Quarante ans après sa formulation initiale par James Tobin (petit rappel ici), la taxe sur les transactions financières est sortie récemment des débats théoriques pour devenir, à l'initiative de la Commission européenne en septembre dernier, une proposition législative concrète. Bien sûr, par le passé, certains pays ont mis en oeuvre, individuellement, des taxes sur les transactions ou des taxes de bourse (comme je l'ai rappelé dans un billet précédent). Mais pour la première fois, un bloc continental comptant pour une proportion significative des opérations financières, envisage de se doter de cette taxe emblématique, dont la recette estimée oscille entre quelques dizaines et quelques centaines de milliards d'euros.
La proposition, qui doit être approuvée à l'unanimité des 27 Etats membres à moins de faire l'objet d'une coopération renforcée entre certains d'entre eux, suscite un débat féroce entre ses partisans et ses opposants. Au coeur des discussions, un point retient plus particulièrement l'attention: l'impact estimé sur la croissance économique.
Dans une Europe qui peine à s'extraire du marasme de la dette, la croissance est en effet, plus que jamais, le mantra des gouvernements, toutes familles politiques confondues. Il faut "croître hors de la crise de la dette" (ici). Pas question d'accepter une mesure qui mettrait en péril la croissance et les emplois.
Le chiffre de l'impact estimé sur le PIB prend donc une signification politique particulière. La Commission européenne elle-même a donné du grain à moudre à ses opposants en estimant, dans une première étude d'impact, que la TTF pèserait sur le PIB à hauteur de 0,53%. Le chiffre est cité systématiquement pour conclure à l'hérésie d'une telle taxe en période de crise économique, au grand dam de la Commission, qui a entrepris de revoir ses calculs en fonction de nouveaux paramètres. Selon certaines sources, le chiffre de référence serait désormais de -0,2%, mais les services du commissaire à la fiscalité Algirdas Semeta, refusent de le rendre public.

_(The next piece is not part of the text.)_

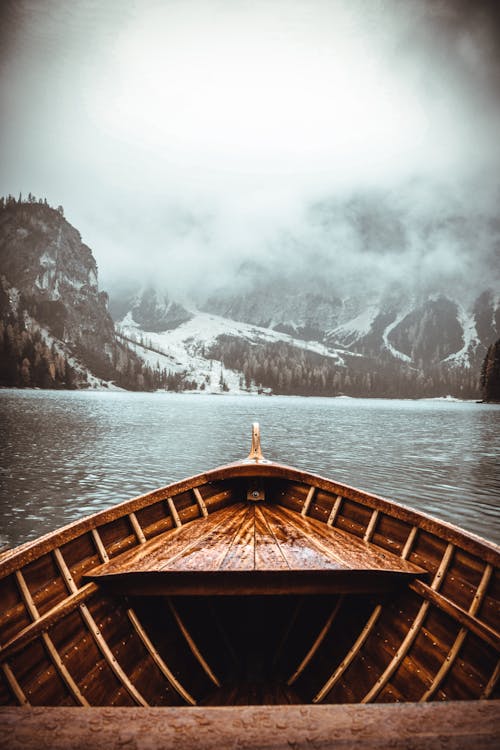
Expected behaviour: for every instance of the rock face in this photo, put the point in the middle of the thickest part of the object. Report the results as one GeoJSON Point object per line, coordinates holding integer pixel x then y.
{"type": "Point", "coordinates": [56, 329]}
{"type": "Point", "coordinates": [490, 374]}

A côté des estimations "officielles", la machine bruxelloise de lobbying s'est mise en branle et les think-tanks partisans émettent leurs propres estimations pour remporter la bataille de l'opinion. Le groupe socialiste du Parlement européen reprend ainsi à son compte une étude de Stephany Griffith-Jones (université de Columbia) et d'Avinash Persaud (Intelligence Capital), selon lesquels la croissance ne serait pas pénalisée, mais au contraire dopée d'au moins 0,25% du PIB.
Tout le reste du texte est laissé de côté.